Statistiquement parlant, se retrouver avec deux mains jumelles lors d'une session arrive de temps à autre lorsque cela nous oppose à un seul adversaire, mais là, avec deux adversaires distincts à chaque fois et à la seconde près, les probabilités étaient infinitésimales. Au poker, tout peut arriver. Et tout finit par arriver, d'ailleurs : il suffit pour cela de jouer non-stop pendant des milliards d'années. Sinon, à l'échelle d'une vie, il n'y a que des anomalies statistiques plus ou moins marquées.
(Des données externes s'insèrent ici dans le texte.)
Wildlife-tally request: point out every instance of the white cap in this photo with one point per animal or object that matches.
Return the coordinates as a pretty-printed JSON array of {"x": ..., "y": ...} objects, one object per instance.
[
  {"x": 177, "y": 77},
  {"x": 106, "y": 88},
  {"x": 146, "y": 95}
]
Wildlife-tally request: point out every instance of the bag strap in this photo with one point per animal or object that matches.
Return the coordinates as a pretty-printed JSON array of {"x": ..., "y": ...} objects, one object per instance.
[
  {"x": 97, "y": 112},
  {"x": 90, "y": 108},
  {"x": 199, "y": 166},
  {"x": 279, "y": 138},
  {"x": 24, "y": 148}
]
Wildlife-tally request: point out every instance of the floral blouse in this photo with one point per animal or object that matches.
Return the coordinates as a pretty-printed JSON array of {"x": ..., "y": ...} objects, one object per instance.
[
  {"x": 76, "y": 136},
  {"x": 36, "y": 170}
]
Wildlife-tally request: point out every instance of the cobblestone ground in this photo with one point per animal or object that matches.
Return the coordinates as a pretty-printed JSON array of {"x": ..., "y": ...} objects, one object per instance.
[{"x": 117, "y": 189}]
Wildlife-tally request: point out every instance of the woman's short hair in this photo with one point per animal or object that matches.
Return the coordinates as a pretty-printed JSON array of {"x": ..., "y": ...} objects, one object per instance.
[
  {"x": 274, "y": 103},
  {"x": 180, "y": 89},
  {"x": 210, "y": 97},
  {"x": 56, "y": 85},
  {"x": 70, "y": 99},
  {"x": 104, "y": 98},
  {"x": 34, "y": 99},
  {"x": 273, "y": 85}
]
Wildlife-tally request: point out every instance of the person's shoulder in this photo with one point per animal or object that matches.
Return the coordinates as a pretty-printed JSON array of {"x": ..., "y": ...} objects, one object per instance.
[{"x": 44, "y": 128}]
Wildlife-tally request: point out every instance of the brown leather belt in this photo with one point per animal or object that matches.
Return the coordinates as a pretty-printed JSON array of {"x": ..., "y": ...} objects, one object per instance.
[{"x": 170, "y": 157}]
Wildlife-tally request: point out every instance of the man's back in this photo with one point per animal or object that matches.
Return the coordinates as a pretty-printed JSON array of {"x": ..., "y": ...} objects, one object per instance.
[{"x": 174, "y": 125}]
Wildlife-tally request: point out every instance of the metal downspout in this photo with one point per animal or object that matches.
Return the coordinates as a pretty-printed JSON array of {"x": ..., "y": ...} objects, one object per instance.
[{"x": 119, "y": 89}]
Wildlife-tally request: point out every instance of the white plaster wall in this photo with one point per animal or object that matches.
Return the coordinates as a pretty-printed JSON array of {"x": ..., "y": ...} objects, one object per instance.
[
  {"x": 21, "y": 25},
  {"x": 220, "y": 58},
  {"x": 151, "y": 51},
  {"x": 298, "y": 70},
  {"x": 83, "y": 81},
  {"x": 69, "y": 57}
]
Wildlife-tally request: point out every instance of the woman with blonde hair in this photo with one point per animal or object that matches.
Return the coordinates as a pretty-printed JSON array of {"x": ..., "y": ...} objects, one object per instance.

Alors que reste-t-il, une fois les jetons partis et les écrans noirs de silence ? Une sensation étrange. D’avoir été le héros tragique d’une farce cosmique. D’avoir assisté à un bug dans la matrice, ou peut-être à une leçon d’humilité sur la nature profondément chaotique du jeu. Car au final, on ne retient pas que les bad beats. On retient surtout leur mise en scène. Et là, franchement, le metteur en scène s’est surpassé. Merci au Dieu du Poker de m'avoir fait vivre pareil moment ! Ca me fera un beau souvenir... et cette double élimination en stéréo m'aura permis regarder la fin de mon match dans de meilleures conditions, en Dolby Surround... et surtout sans risque accru de strabisme !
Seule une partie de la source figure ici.